The school has set up a place nearby for an aunt to look after her baby during the day, and Sharon takes three breaks a day to breastfeed.
“I wanted to show the other girls that if you make a mistake, you can still go back to school,” she said.
“When I’m in class, I really focus on my class.
“Sometimes I forget that I have a child and only remember when my aunt comes.”
Sharon is repeating a year and hopes that continuing her education will allow her to pursue an apprenticeship as a chef.
But the pandemic has not only set back their learning, it has also robbed them of social contacts and life experiences outside of the home.
Trinidad and Tobago has experienced one of the longest partial school closures in the world, with primary schools not scheduled to reopen until April.
Some parents have been frustrated by delays that they have found difficult to understand when other countries have managed a return to learning.
While schools remained closed for the youngest, beaches and bars reopened.

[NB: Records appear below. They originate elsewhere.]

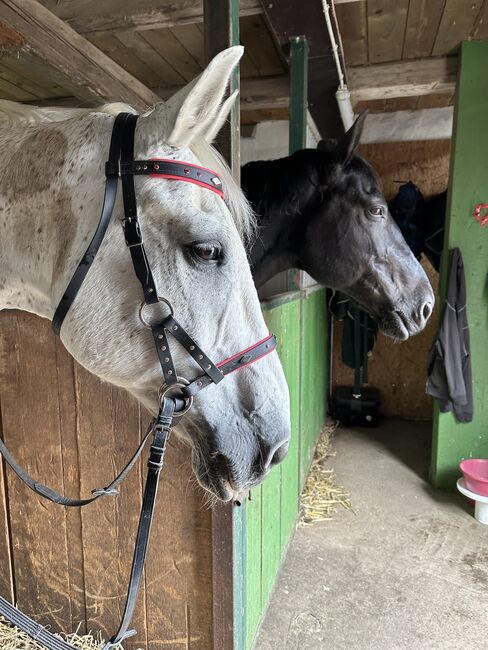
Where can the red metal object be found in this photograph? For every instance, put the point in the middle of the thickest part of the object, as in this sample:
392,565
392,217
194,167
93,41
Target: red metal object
480,216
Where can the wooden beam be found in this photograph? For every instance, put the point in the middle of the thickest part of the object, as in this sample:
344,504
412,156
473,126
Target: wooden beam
257,93
89,74
407,126
403,78
118,15
289,19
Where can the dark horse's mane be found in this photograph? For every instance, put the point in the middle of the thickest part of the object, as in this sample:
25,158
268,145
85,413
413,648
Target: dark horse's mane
300,179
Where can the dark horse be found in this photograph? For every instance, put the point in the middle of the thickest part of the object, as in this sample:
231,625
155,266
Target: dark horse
322,210
421,221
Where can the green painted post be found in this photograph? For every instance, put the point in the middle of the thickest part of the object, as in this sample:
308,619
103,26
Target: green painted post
467,187
298,93
297,129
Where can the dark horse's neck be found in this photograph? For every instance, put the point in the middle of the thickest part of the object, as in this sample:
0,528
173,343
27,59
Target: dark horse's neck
282,193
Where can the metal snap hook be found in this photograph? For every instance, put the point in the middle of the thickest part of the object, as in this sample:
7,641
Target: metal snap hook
181,382
144,304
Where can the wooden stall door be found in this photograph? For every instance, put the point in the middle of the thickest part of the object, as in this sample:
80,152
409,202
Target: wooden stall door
66,567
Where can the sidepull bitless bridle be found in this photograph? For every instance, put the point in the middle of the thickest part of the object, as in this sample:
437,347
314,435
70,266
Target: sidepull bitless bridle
176,393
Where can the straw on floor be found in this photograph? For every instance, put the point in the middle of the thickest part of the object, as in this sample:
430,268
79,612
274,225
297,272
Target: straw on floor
321,494
11,638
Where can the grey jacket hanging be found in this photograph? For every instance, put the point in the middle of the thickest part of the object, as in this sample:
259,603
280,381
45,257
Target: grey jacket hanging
449,362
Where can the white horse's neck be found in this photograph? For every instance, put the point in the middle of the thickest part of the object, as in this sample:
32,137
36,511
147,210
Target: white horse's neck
51,187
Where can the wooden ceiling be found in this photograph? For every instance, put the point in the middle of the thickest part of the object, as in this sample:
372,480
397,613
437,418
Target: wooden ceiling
159,43
401,54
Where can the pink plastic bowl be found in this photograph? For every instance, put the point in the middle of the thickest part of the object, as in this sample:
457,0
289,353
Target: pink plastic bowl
475,472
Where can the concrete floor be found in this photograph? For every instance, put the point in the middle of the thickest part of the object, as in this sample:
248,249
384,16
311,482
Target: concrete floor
408,570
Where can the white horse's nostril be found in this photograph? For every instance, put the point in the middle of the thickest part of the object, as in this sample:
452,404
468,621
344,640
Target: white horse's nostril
426,311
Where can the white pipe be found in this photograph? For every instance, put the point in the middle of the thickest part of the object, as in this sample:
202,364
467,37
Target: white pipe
334,45
343,97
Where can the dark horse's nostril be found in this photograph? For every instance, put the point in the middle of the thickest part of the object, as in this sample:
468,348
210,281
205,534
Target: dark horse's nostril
426,311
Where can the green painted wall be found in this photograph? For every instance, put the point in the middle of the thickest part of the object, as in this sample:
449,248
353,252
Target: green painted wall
263,526
468,186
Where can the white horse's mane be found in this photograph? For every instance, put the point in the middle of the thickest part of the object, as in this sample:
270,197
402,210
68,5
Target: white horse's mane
16,114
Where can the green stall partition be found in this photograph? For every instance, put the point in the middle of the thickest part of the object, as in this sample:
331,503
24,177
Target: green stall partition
264,525
468,186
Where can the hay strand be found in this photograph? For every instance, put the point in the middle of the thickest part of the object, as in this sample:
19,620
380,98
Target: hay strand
321,494
11,638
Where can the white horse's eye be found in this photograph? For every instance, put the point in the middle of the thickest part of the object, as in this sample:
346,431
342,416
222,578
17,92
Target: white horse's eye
206,252
376,211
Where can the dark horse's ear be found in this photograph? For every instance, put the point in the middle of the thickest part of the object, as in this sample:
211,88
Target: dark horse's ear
349,142
328,145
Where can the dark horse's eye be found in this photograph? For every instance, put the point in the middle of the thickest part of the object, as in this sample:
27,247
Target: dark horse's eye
376,211
206,252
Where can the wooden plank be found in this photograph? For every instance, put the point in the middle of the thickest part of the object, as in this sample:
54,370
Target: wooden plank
354,32
454,441
257,40
264,115
458,20
423,21
9,90
191,39
142,48
125,56
386,29
403,78
88,16
480,29
408,103
90,73
21,82
167,45
38,529
7,587
435,101
30,67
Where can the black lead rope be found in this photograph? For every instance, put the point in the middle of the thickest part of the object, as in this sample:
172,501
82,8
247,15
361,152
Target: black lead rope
121,164
160,429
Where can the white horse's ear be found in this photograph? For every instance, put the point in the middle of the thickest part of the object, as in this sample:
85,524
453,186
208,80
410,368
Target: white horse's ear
219,121
197,112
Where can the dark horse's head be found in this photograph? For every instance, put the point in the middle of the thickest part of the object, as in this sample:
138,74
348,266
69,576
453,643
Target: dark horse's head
337,226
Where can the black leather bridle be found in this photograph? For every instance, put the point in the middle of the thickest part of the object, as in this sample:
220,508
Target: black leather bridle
176,393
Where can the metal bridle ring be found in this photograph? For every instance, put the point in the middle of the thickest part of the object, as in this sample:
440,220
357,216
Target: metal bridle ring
145,304
181,382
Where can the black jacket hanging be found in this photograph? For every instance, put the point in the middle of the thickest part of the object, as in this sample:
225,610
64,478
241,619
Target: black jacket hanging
449,362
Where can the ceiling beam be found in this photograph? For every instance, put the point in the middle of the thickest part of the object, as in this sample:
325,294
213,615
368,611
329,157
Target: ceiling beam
287,19
257,93
118,15
407,78
407,126
89,73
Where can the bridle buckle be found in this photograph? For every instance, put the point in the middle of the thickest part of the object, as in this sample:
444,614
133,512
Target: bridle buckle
132,232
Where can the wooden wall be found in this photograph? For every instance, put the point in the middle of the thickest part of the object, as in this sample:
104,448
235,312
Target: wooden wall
398,369
66,566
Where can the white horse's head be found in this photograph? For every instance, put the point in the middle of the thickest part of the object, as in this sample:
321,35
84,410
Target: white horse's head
237,429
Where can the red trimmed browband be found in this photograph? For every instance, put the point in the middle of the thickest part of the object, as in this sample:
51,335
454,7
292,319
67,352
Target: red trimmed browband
167,168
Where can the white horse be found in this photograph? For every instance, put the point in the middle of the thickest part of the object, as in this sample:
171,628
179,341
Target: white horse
51,191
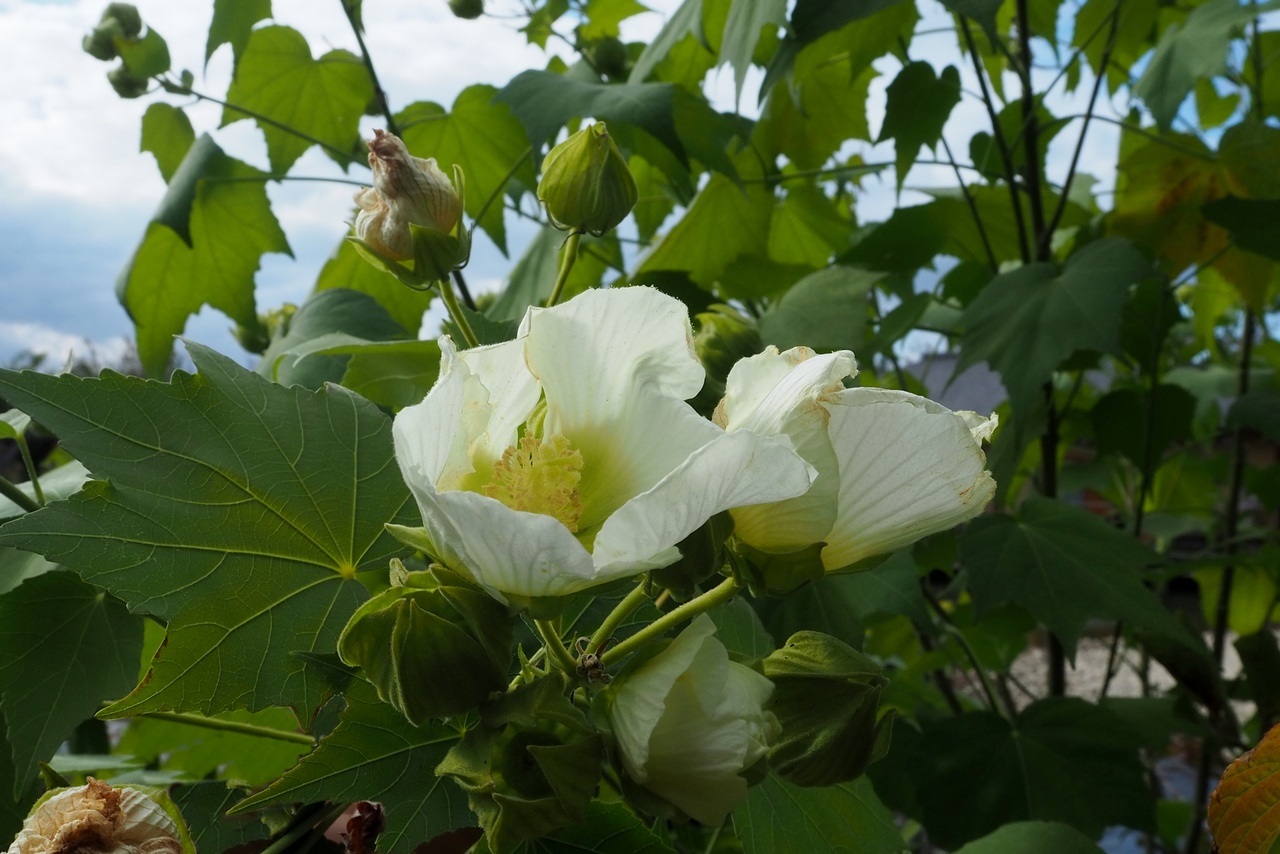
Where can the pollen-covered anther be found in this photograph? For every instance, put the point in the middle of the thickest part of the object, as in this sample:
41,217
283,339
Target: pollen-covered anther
540,478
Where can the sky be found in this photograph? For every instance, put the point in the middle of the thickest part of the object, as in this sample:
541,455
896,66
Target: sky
76,193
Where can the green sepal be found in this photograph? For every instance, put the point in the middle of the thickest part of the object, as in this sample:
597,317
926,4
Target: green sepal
826,697
531,767
702,555
777,575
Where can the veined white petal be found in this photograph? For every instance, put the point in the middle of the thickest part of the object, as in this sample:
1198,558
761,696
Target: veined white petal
908,467
732,470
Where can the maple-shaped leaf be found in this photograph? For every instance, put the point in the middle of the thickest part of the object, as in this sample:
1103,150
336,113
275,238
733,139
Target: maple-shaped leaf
1244,809
232,508
376,754
316,100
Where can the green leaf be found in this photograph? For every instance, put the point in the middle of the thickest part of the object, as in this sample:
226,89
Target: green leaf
485,138
233,22
202,247
204,807
1027,322
375,754
826,310
918,106
327,313
1193,50
320,100
977,771
1065,566
237,511
197,752
1042,837
1253,223
347,269
743,31
781,818
64,648
168,135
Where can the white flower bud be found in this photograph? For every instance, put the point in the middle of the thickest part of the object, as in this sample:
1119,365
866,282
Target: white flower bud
406,190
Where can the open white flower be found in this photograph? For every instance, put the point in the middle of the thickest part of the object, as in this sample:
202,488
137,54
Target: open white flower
892,466
568,457
689,722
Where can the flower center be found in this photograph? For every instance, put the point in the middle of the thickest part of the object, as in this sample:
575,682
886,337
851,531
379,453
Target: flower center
540,478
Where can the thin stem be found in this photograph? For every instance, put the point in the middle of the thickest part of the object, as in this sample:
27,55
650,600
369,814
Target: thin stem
265,119
238,727
568,257
554,645
451,302
1084,129
997,132
9,491
379,95
621,611
721,593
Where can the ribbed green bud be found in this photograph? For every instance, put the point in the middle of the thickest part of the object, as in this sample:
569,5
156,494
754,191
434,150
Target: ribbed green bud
826,697
433,645
723,337
586,185
531,767
467,9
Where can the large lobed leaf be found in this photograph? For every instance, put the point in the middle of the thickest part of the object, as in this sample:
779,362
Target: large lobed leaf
236,511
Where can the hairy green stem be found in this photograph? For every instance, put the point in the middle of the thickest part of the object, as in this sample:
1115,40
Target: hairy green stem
720,594
9,491
621,611
568,257
451,302
238,727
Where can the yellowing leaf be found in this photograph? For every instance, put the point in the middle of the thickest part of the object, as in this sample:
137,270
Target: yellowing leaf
1244,809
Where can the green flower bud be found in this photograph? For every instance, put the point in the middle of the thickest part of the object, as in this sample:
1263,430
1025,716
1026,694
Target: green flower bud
127,16
586,185
100,44
826,697
100,817
467,9
433,645
126,82
531,767
723,337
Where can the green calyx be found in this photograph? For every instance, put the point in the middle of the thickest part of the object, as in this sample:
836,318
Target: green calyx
826,697
433,645
586,185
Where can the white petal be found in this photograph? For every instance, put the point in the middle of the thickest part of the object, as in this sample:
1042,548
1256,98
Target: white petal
732,470
782,393
908,467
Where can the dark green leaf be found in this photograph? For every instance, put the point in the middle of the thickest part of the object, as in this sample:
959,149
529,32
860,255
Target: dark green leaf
202,247
347,269
1253,223
375,754
977,771
918,106
1187,53
224,516
327,313
168,135
781,818
1121,421
1042,837
233,21
485,138
64,648
1027,322
1065,566
826,310
320,100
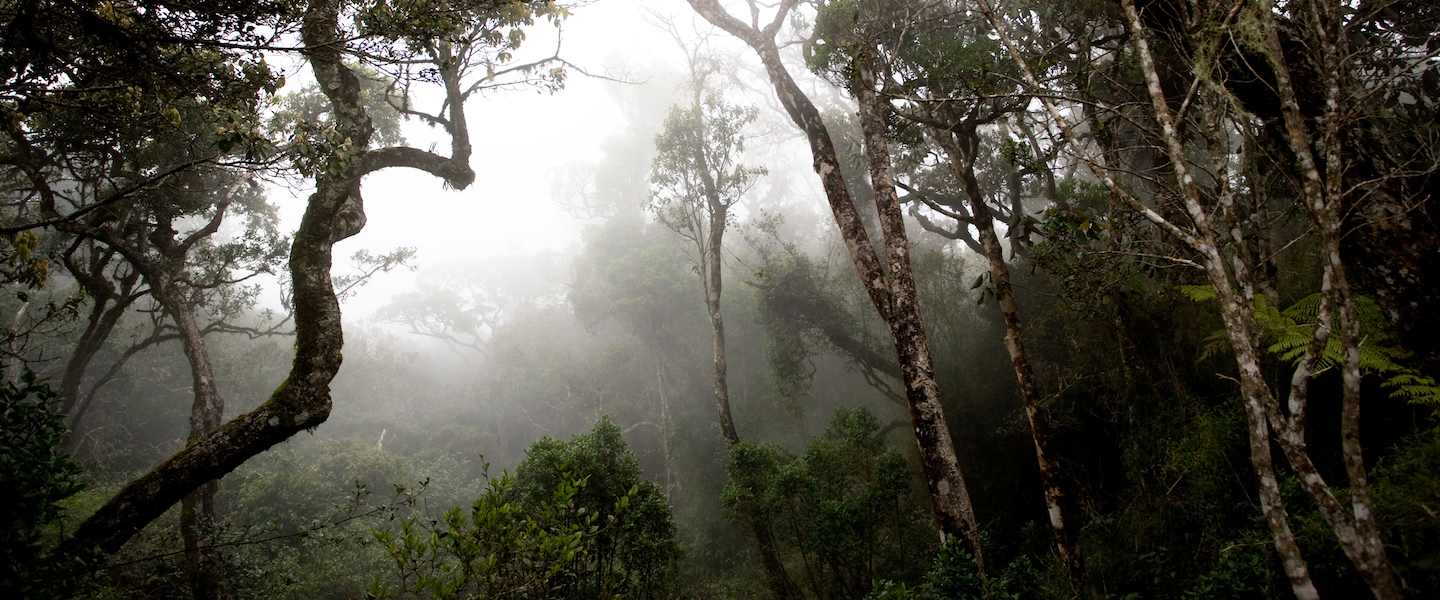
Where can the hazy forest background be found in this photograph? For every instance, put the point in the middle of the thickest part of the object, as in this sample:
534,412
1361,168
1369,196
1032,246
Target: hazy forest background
807,300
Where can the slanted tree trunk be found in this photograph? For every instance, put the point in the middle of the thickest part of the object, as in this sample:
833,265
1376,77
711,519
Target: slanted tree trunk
202,563
333,212
892,292
952,500
961,150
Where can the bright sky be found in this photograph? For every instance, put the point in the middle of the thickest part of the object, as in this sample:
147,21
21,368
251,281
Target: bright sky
520,138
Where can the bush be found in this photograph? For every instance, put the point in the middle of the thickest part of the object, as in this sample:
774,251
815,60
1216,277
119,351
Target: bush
576,521
35,479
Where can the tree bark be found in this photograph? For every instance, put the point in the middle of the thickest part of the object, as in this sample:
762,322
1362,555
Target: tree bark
333,212
962,166
893,292
954,510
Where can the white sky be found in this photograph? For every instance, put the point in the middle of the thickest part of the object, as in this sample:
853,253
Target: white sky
520,138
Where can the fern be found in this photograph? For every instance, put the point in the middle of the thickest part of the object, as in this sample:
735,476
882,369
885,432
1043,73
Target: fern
1289,334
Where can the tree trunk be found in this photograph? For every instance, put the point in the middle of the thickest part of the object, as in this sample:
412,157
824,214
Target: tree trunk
892,294
333,212
202,563
938,459
962,166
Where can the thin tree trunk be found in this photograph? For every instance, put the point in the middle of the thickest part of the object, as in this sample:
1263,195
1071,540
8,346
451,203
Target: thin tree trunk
892,294
938,459
713,279
962,166
203,566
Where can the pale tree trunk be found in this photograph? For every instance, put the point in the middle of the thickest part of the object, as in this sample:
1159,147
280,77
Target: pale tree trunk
1324,197
1239,315
202,563
961,154
710,242
303,402
939,465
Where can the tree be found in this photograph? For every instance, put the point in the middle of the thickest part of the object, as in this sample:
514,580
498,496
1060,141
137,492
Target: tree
889,282
951,82
451,48
699,177
1216,235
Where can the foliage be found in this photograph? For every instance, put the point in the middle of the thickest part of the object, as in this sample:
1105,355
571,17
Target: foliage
697,173
844,508
1290,331
36,478
1407,502
954,577
634,553
575,521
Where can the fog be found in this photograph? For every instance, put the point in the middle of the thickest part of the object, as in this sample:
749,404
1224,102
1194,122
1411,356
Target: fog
906,300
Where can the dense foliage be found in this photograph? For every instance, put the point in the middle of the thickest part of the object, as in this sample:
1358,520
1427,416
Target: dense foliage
1164,271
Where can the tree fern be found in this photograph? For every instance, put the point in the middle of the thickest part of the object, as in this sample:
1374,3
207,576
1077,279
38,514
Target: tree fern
1289,333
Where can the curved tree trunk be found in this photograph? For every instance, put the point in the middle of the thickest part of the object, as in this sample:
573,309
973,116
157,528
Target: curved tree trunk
892,292
333,212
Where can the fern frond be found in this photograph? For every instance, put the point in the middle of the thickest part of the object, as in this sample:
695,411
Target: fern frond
1198,292
1414,387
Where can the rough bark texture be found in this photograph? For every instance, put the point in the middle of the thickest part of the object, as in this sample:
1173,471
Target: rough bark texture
938,459
893,292
962,166
303,402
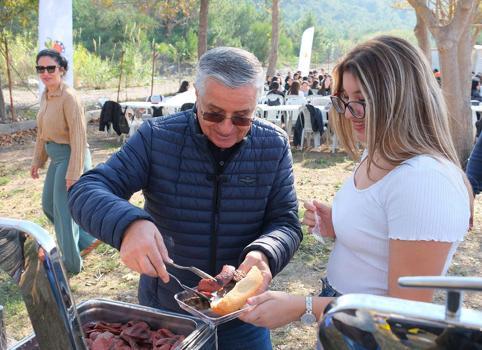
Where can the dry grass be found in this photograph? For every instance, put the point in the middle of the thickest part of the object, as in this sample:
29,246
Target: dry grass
318,175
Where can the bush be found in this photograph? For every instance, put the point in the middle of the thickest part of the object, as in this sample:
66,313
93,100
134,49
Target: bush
90,71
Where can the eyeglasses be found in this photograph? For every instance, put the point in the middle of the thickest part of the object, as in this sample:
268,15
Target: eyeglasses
356,108
237,120
41,69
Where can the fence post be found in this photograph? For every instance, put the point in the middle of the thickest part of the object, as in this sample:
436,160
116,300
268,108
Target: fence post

For Elin, nine, that means two years of her school days being reduced to four or five hours a day on a laptop on a small desk in her bedroom.
“Sometimes I miss things and I’m afraid to ask,” she said.
Her mother, Kate Nothnagel, told BBC News Elin had only met her class teacher once this school year and last year she had no real contact with her teacher at all.
“They’re not in a relationship and she doesn’t feel very confident,” she said.
“She’s a very outgoing child by nature and I’ve seen her become very reserved.”
Elin added that she misses subjects like music, art and physical education, which just aren’t the same online.
But she is one of the lucky kids who have a quiet place to study, a device and broadband, while others, like in many countries, are less fortunate.
Other parents in Trinidad and Tobago told BBC News they were concerned about the impact of social isolation on their children’s mental well-being.
And they were unaware of any national plan to help their children catch up on lost learning.
Unicef collected data from 122 countries and said only 60% had released plans for an education recovery, suggesting they are not yet being taken seriously enough.
It warns that Covid has exposed and widened deep inequalities in children’s access to education.
The charity is calling for bigger investments to avoid a devastating chain reaction of wiping out life chances.
The share of foreign development assistance going to education worldwide has fallen from 8.8% in 2019 to 5.5% in 2020.
Ms Russell said education departments around the world needed to have plans – but global commitment was also needed to support the education recovery.
“We just have to really commit to taking care of these kids so they can thrive,” she said.